JENNIFER O'NEILL (1948 - )
Jennifer Lee O'Neill é de origem brasileira, nasceu no Rio de Janeiro, a 20 de Fevereiro de 1948, ainda que se tenha naturalizado norte-americana. O pai, Oscar O'Neill Jr., ligado à mdeciana, provinha de uma família de origem irlandesa e espanhola, e a mãe, Irene O’Neill, era inglesa. Desde criança obcecada por cavalos.
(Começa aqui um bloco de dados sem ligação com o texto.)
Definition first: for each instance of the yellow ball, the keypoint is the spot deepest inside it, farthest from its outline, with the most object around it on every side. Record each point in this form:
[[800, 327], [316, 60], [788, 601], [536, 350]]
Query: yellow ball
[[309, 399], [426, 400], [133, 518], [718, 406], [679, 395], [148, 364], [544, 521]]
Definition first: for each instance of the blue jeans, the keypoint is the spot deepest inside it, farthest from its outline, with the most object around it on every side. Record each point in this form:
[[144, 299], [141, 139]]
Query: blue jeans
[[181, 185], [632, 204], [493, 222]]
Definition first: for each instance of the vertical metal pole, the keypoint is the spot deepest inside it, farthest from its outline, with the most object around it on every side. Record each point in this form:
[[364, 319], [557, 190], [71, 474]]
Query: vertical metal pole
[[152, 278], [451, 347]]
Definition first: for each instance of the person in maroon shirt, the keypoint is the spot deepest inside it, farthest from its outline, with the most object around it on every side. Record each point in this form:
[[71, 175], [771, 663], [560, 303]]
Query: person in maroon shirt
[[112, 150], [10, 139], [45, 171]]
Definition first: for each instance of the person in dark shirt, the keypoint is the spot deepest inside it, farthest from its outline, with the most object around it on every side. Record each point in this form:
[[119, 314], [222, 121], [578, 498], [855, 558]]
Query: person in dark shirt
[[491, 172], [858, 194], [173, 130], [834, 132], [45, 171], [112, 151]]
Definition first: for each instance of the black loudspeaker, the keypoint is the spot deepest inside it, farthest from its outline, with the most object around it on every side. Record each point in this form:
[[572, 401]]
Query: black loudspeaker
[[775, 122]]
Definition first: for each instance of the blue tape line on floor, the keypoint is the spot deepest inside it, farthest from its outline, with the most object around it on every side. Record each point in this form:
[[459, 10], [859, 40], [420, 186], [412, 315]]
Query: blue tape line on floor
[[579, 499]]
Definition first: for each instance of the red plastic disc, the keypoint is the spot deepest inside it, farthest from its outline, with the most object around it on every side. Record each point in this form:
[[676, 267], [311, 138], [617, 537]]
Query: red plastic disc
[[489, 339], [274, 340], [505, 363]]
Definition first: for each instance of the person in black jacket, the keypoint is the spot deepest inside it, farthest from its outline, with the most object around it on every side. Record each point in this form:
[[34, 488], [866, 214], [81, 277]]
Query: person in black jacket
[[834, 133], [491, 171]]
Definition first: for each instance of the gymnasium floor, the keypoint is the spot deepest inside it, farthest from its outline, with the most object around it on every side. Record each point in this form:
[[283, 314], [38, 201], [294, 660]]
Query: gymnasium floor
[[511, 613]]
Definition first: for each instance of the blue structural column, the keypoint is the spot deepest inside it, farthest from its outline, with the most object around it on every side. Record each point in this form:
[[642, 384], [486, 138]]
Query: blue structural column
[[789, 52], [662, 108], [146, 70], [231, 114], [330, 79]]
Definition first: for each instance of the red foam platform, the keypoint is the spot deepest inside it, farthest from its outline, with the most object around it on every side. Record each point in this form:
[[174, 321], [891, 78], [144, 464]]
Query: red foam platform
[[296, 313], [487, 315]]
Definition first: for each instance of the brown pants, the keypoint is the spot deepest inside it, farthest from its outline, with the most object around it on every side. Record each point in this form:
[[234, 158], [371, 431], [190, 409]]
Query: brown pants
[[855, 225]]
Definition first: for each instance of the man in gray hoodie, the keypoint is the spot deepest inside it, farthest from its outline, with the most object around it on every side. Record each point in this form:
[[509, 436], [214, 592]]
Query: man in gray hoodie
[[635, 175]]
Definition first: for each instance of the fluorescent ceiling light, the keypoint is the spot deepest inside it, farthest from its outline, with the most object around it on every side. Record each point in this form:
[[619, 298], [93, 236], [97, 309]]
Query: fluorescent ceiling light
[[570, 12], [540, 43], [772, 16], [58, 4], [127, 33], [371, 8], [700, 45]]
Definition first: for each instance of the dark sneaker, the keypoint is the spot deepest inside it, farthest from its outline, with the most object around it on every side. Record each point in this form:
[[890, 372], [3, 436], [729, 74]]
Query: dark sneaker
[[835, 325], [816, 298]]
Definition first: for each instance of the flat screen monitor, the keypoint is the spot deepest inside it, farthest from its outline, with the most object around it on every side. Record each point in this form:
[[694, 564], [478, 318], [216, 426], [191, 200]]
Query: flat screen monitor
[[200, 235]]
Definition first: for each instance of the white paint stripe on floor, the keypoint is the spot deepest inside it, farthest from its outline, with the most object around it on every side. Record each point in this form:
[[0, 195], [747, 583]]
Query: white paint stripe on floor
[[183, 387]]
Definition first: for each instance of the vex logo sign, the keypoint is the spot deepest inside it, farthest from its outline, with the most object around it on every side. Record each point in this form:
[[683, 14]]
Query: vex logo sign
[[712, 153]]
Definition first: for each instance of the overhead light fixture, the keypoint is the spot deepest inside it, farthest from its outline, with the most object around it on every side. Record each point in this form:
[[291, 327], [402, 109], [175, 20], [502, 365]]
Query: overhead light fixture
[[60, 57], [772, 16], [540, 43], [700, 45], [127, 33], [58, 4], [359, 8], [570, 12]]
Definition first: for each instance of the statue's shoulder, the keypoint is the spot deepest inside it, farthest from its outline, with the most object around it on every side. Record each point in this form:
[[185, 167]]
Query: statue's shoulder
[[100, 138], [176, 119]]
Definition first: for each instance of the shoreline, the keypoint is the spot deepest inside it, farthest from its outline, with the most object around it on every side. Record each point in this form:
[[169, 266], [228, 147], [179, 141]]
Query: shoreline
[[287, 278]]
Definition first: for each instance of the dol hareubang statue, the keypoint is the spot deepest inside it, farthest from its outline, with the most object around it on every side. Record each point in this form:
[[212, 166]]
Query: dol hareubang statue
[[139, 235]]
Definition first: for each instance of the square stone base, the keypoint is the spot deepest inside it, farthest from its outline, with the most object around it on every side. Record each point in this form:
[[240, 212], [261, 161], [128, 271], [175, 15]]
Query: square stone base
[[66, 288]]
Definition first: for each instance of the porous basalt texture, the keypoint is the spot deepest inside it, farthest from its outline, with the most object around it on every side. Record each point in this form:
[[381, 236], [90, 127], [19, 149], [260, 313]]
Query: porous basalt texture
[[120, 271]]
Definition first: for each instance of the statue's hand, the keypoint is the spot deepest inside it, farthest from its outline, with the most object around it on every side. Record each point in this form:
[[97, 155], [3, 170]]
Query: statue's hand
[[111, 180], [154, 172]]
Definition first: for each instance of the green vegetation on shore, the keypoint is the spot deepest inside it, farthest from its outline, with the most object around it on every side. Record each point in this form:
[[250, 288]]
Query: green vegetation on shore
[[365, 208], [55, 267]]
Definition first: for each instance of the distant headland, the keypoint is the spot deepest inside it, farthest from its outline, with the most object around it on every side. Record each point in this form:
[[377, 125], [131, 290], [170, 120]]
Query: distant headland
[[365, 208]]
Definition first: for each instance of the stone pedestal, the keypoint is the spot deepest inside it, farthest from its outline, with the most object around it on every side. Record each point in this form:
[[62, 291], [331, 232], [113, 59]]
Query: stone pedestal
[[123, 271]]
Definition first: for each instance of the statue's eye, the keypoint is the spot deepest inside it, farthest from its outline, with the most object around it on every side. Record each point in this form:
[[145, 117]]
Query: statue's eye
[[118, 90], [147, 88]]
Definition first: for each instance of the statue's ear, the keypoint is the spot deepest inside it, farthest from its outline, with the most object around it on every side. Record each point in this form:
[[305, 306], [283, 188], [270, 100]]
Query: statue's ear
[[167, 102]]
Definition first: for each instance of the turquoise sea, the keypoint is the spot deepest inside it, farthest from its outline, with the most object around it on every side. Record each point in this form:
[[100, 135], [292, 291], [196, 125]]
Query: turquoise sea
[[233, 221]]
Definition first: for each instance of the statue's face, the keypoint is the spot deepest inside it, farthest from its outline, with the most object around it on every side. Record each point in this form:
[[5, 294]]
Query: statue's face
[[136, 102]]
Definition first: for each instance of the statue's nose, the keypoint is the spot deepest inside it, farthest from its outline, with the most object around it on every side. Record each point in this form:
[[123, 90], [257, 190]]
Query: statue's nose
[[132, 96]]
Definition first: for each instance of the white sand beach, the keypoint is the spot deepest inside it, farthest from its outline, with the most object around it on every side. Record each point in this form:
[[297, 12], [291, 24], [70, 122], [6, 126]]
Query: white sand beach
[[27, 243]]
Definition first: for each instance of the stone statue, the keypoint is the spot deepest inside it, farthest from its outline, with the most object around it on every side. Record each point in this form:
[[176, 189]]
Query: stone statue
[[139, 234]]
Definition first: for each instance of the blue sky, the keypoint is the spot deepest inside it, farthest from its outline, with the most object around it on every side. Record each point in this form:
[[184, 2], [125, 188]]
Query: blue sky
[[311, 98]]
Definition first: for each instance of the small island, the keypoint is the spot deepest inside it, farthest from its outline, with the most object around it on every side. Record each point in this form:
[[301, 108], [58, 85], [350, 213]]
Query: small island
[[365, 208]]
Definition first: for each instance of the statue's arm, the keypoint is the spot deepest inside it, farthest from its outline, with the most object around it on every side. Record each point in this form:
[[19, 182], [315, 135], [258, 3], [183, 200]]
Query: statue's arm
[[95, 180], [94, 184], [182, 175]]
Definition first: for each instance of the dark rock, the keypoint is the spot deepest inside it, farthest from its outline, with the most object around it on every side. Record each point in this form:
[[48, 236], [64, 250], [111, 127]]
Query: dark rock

Estudou na Dalton Schoolemin Manhattan, e depois na New York's Neighborhood Playhouse. Aos quinze anos era já modelo em Nova Iorque e, em 1968, estreia-se no cinema num pequeno papel em “For Love of Ivy”, que chamou a atenção de Howard Hawks, que a contratou para integrar o elenco do seu western “Rio Lobo”, em 1970, ao lado de John Wayne. No ano seguinte, em “Summer of '42”, atingiu o estrelado a consagração. Depois disso, pouco mais se poderá sublinhar da sua filmografia. Interpretou “Such Good Friends”, de Otto Preminger, “Um Caso de Urgência”, de Blake Edwards, “A Mulher de Gelo”, de Tom Gries e ainda “O Intruso”, de Luchino Visconti. Depois tem aparecido em telefilmes e séries de televisão. Mas quem a viu em “Verão de 42” não mais a esquece, apesar dela aparecer no filme apenas durante 12 minutos.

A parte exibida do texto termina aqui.